Other dynamic sectors are construction, services, and transport and communication, generally connected with infrastructure development and very large-scale projects, known in Mozambique as mega-projects. The agriculture sector, employing 70% of the population, lacks the same economic dynamism, although it is growing at above 4%. Assuming a stable political environment, forecasts are positive for 2014 and 2015, with growth forecast to remain above 8%, supported by increased coal production, continued public investment and the forecast start of the introductory work for the multi-billion dollar liquefied natural gas (LNG) plant.
The country economic latent for enticing investment in agro-industry, agriculture, tourism, fishing and mining is massive. Projects such as Mozal, the Cahora Bassa Dam, Railway and Port Corridors and Tourism Facilities throughout the country have been adding meaningfully in placing Mozambique in the course of major regional and international investments.
Agriculture/ Agro processing Sector
Agriculture is one of the crucial sectors of Mozambique’s economy. Its latent is high mostly in the fertile northern regions. The significant cash crops in Mozambique include sugar, tobacco copra, cashew nuts, tea and cotton. The government heartens farmers to produce industrially convertible crops, such as jatropha and cane to be used in biodiesel. Several companies are by this time implementing such projects. The production of cereals and seeds are currently a top priority in the country. Food processing and nutrition constitute a vigorous challenge for the agricultural sector in Mozambique.
Mozambique is a country with countless fishing potentialities, derived from its coastal location, with a length of 2.750 kilometers and 200 miles off the coast of Exclusive Economic Zone (EEZ) constituting 586,000 km of surface of ocean water masses, having a diversity of fishery resources. A great area of opportunity is the formation of processing industry. Additionally, there are few aquaculture firms, which have the potential of generating great revenues.
Industrial fishing and semi-industrial are the sub-sectors involved in commercial fishing activities, whose production is mostly for the export market. Though, it is vital to note that the development strategy for the sub-sector of Artisanal Fisheries and Aquaculture targets to increase production in these subsectors and create devices to add value to these products so that they access the international market as well as expand supply to the internal market, contributing to food security and nutrition of populations and improved living conditions.
Industry/ Manufacture Sector
The Major industrial units are located in the main corridors of Mozambique: Maputo, Beira and Nacala. In the last 10 years, a total of 130 new small and medium-sized units opened in the whole country, providing 125,000 jobs, mostly in the sectors of agro-industry, engineering and furniture. The textile and clothing sectors are a primacy in government’s strategy in the creation of work opportunities.

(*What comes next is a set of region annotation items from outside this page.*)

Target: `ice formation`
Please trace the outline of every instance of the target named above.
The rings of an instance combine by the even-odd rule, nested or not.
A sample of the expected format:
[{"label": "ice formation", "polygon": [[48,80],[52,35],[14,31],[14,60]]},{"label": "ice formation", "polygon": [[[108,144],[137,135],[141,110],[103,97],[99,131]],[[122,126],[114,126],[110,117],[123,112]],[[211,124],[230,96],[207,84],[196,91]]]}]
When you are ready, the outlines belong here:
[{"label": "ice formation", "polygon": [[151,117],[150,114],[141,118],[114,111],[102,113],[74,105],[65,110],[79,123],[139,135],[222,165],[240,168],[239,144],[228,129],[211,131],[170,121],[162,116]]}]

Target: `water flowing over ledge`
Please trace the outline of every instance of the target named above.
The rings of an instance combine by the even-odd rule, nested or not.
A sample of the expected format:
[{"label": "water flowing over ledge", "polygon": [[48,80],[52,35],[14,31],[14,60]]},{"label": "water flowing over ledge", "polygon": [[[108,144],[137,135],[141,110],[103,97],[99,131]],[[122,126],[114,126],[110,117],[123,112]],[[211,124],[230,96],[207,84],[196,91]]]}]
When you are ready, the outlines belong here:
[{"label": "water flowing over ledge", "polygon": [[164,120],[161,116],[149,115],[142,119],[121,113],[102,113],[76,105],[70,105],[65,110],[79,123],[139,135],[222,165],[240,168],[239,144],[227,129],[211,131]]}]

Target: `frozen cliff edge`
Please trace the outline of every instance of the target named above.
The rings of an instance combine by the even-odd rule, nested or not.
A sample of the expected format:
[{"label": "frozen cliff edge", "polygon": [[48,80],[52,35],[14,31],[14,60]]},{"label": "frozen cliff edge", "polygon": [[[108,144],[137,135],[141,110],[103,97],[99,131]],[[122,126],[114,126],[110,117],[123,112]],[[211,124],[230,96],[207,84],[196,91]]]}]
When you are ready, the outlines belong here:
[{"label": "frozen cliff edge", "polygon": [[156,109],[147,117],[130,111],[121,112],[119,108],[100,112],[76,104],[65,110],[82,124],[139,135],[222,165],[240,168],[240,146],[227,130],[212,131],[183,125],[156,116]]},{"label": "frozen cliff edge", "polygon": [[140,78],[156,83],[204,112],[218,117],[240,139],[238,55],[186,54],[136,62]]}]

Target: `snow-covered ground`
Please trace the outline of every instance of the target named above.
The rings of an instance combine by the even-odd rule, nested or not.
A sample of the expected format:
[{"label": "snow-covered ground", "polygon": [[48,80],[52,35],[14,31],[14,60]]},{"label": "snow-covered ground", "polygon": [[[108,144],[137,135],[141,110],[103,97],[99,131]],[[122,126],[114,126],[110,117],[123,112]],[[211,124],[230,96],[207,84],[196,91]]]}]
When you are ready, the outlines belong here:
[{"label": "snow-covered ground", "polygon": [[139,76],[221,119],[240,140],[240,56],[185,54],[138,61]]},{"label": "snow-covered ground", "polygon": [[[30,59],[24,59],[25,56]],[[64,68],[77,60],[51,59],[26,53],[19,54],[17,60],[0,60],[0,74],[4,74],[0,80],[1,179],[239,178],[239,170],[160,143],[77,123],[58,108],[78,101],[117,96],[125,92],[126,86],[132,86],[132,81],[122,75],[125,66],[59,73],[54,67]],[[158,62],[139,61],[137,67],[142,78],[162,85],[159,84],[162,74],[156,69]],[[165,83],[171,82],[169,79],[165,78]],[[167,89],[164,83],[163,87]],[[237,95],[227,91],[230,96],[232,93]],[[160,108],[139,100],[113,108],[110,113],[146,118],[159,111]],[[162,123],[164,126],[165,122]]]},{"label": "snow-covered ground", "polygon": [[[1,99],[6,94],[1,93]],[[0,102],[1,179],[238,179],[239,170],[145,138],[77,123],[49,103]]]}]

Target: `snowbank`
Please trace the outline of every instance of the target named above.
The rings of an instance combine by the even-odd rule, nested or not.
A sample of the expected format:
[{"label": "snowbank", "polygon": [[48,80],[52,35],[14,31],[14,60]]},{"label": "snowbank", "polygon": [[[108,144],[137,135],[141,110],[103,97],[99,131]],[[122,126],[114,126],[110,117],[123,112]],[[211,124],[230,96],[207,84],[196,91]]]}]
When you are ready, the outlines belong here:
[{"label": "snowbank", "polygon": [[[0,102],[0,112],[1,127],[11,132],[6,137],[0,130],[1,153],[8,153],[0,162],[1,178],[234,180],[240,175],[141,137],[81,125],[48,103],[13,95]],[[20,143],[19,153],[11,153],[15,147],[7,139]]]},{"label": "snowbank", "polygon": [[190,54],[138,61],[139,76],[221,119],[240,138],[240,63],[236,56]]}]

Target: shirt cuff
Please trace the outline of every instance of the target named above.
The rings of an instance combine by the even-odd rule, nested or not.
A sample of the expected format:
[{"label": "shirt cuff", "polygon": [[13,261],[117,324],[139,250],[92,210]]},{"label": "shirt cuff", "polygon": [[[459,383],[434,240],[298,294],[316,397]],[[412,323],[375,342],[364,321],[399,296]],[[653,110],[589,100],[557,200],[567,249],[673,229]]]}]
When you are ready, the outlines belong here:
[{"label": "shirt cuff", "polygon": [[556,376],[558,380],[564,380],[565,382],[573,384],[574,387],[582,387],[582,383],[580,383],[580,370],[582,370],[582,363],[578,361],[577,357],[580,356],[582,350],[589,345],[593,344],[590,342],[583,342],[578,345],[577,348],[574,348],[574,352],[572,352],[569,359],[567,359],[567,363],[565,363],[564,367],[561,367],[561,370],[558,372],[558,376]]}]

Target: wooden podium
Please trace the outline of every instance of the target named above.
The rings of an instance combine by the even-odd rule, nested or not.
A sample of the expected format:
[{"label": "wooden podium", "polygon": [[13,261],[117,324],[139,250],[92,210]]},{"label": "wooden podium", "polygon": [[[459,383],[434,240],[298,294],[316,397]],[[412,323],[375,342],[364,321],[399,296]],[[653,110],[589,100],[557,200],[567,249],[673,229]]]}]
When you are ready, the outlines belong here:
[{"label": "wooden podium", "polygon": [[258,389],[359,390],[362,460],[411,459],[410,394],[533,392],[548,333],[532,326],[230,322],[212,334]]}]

The government is inspiring the companies to use the cotton produced locally to manufacture fabric. Under the same strategy, industries that settle in Mozambique obtain a full exemption from paying company taxation (IRPC) for 10 years and 50% in the subsequent 5 years.
The mining sector of Mozambique holds great latent. The country is a foremost electricity producer and an exporter of coal. Numerous foreign companies which hold exploration licenses for oil and gas and minerals, such as titanium, uranium and gold, are searching in the mineral-rich Tete and Sofala provinces.
Mozambique attracts part of the FDI inflows into Africa for the following reasons:
Political stability and the confidence of foreign investors in the country’s governance system.
The existence not only of a national market but also of a regional (SADC) and international market (Mozambique is a member of the WTO and of other multilateral organizations and countries with which it trades)
The accessibility of resources, both natural and human, in addition to the relative abundance of the factor “land”.
The evidently defined macroeconomic policies that have backed to the auspicious economic growth of recent years.